A QIF-Based Robust and Explainable Framework for Assessing Privacy Risks of Large Data Releases
In Brazil, the issues of privacy and transparency in the release of official statistical data are governed by two complementary laws. On the one hand, a privacy law enacted in 2018, known as LGPD, (and heavily based on the European General Data Protection Regulation), establishes restrictions on governmental agencies that publicly release data on individuals, and prescribes sanctions in case of non-compliance. On the other hand, a transparency law from 2011, known as LAI, determines to the public authorities the obligation to guarantee broad access to information, particularly that of collective or general interest, which must be made available via the Internet regardless of requirement. However, compliance to both laws is a non-trivial challenge, and several Brazilian governmental agencies are currently re-evaluating their methods of data publishing.
Problem statement
The problem consists in developing a formal framework for the rigorous analysis of the trade-off between privacy and transparency in the data publishing of official statistics and microdata that properly covers –but is not limited to– the balancing between the Brazilian privacy and transparency laws.
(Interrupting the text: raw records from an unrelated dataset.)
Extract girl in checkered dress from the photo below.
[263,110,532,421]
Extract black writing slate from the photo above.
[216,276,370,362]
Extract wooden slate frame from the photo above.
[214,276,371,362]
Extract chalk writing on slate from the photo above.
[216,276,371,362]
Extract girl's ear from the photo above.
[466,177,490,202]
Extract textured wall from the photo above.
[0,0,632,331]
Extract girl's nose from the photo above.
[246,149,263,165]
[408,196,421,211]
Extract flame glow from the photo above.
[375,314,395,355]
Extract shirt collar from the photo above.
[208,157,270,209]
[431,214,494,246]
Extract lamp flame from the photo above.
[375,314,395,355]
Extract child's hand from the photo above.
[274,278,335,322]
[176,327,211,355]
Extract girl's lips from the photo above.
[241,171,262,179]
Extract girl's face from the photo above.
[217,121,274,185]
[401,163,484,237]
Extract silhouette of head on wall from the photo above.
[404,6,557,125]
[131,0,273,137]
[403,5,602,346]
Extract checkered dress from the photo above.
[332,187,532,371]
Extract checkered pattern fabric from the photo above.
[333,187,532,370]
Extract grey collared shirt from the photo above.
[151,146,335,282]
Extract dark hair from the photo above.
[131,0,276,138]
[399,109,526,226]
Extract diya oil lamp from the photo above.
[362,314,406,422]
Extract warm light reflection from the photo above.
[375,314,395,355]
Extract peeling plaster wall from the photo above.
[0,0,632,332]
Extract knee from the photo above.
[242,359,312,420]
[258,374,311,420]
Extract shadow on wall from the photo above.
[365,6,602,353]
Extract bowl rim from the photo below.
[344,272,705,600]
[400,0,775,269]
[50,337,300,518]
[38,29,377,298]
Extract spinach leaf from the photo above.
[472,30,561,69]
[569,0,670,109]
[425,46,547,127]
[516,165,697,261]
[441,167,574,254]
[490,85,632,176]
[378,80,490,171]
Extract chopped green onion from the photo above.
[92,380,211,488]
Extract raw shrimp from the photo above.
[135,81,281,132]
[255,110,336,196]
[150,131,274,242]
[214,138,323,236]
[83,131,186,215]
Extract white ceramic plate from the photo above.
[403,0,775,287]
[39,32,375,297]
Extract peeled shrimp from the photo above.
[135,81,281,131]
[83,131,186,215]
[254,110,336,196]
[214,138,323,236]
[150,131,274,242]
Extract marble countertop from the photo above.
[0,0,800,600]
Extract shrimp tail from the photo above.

The framework must satisfy the following constraints:
- Scientifically, it must rigorously formalize a myriad of attack models –both known and novel– in a unique, coherent framework, allowing for precise quantification and, more importantly, comparison of privacy and utility trade-offs in a comprehensive selection of practical scenarios.
- Technically, it must be computationally tractable even at the huge scale of a typical realistic scenario.
- From the perspective of communicability, it must be effectively explainable to all stakeholders, since for as mathematically sound and experimentally thorough any formal analysis might be, it can only foster real change if it persuades politicians and decision-makers of the issues, whilst empowering them to reach well-informed decisions and subsequently communicate those decisions to all stakeholders and the public.
Research Goals
The main goals of this project are:
- To develop a formal framework based on quantitative information flow to rigorously assess privacy and transparency of very large data releases in terms of configurable adversarial scenarios. The approach must provide: (1) flexibility, being able to formalize a myriad of attack models –known and novel– in a unique, coherent framework, allowing for precise quantification and, more importantly, comparison of privacy risks in a comprehensive selection of practical scenarios; (2) computational tractability even in very large collections of data; and (3) explainability – since for as mathematically sound and experimentally thorough any formal analysis might be, it can only foster real change if it persuades politicians and decision-makers of the issues, whilst empowering them to make well-informed decisions and communicate them to all stakeholders and the public.
- To deliver an exemplar analysis for a privacy-protected data release (e.g., by sampling or by differential- privacy) on a real case study. The practicality of our framework will be put to test in a concrete study of mitigation techniques (e.g., differential privacy) applied to the official Brazilian National Educational Censuses, which involve microdata from over 50 million students.
This project is supported by a Google Latin America Research Award.